Page:La Revue blanche, t21, 1900.djvu/21

La bibliothèque libre.
Le texte de cette page a été corrigé et est conforme au fac-similé.
La chambre du Maître d’école.
Mouroc, Mort-aux-Rats ; Le Maître d’école et Théophilot entrent chargés de bouteilles

Le Maître d’école, (chante) :

Vivat Bacchus, Bacchus vive,
Bacchus était un brave homme !

(À Théophilot).

Pinceau de l’Albane, chante donc avec moi !

Théophilot, (croasse) :

Vivat Bacchus, Bacchus vive,
Bacchus était un brave homme !

Mouroc. — Théophilot, tu croasses à faire les pierres se souhaiter des oreilles rien que pour pouvoir se les boucher.

Le Maître d’école. — Hé, hé ! Le gamin n’a-t-il pas une voix toute charmante ? J’ai déjà serré dans mon pupitre 22 lettres des Sirènes ; elles veulent absolument l’engager parmi elles ; mais je leur réponds chaque fois qu’il est encore trop jeune.

Mort-aux-Rats. — Ennasé manieur de férule, laisse la billevesée et mets des verres sur la table.

Le Maître d’école, (les plaçant). — Ils y sont.

Mort-aux-Rats. — Vite donc, buvons !

Le Maître d’école. — Patience ! Patience ! une demi-minute !

(Il court au lit, arrache le drap et se l’enroule autour de la tête.)

Mouroc. — Diable ! Qu’est-ce que cette folle mascarade ?

Le Maître d’école. — Pure prévoyance, monsieur Mouroc ! Pure prévoyance.

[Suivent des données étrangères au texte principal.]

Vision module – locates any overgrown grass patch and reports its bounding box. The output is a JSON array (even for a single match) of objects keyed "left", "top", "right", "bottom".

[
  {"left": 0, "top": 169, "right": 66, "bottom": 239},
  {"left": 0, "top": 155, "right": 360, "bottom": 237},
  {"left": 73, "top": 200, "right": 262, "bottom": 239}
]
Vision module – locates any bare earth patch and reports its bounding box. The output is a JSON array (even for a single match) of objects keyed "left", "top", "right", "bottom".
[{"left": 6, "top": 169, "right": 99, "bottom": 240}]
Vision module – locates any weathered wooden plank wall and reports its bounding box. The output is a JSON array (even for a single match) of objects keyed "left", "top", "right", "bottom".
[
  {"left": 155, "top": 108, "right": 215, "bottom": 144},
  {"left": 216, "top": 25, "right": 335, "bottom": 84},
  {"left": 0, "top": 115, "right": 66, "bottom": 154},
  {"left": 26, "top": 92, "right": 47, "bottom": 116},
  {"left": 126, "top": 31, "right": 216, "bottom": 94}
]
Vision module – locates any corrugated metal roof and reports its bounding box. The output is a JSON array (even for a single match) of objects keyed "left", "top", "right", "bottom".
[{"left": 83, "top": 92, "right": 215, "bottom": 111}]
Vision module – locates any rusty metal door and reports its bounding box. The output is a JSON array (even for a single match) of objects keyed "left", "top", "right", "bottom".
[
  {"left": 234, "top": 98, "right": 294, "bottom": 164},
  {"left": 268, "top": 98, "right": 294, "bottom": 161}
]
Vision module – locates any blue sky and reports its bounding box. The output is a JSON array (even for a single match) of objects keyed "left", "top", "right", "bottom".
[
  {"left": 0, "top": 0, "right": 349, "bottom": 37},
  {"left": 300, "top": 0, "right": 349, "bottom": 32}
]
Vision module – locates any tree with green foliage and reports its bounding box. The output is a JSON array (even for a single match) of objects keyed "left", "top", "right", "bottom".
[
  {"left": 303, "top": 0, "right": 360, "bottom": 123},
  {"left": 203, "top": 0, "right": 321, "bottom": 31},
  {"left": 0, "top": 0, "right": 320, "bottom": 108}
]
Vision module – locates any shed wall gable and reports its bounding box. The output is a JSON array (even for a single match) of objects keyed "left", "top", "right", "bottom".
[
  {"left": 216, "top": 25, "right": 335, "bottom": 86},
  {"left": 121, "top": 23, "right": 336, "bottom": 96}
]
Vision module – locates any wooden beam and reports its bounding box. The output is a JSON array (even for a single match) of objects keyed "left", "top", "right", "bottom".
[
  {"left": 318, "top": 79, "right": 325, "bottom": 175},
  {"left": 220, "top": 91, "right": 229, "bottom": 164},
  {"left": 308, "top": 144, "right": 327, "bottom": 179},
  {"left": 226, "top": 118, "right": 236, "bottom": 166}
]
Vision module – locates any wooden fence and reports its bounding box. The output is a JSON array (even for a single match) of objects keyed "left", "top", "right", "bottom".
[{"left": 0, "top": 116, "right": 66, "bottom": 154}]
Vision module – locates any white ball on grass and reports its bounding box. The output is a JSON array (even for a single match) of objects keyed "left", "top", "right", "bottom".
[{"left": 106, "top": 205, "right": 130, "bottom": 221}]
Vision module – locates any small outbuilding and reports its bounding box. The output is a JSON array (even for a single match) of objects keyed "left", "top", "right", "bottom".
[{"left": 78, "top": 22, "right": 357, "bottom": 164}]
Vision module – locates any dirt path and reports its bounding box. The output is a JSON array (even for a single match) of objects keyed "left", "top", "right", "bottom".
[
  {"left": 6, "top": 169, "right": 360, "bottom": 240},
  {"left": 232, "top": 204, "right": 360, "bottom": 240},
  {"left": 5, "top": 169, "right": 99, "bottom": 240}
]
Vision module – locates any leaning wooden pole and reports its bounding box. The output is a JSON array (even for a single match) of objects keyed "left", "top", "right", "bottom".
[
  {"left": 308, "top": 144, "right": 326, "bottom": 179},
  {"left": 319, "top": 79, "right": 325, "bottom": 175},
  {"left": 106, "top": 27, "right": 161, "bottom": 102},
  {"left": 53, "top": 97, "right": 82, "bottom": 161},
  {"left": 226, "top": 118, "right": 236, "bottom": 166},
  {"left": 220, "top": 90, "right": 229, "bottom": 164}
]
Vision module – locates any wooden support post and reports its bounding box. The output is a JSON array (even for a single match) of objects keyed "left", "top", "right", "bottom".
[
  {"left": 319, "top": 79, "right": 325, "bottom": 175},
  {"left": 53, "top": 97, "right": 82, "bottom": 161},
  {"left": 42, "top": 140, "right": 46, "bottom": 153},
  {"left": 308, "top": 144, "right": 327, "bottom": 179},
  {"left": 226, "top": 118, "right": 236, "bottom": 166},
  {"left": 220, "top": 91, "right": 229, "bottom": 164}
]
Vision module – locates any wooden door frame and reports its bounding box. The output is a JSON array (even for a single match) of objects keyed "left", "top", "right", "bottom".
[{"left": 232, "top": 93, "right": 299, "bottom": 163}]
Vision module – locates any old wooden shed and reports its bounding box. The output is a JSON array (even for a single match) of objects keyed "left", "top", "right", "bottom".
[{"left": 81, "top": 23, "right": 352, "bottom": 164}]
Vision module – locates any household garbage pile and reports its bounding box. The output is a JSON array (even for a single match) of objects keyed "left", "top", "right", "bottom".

A cause de la chute, je me soûle volontiers la tête capitonnée.

Mouroc. — O sage, expérimenté praticien ! Comme ton élève soumis, je te copie sur-le-champ, selon les règles de ta prévoyance !

Mort-aux-Rats. — Et j’en fais autant !

(Ils arrachent deux draps et s’enveloppent la tête pareillement.)

Le Maître d’école. — Vraiment, messieurs, nos trois têtes se prennent dans ces monstrueux draps, comme trois malheureuses mouches tombées au milieu d’un seau de lait.

Mouroc. — Maître d’école, racontez-nous une histoire de votre jeune temps.

Mort-aux-Rats. — Oui, oui, de votre jeune temps !

(Ils s’asseyent autour de la table et pintent.)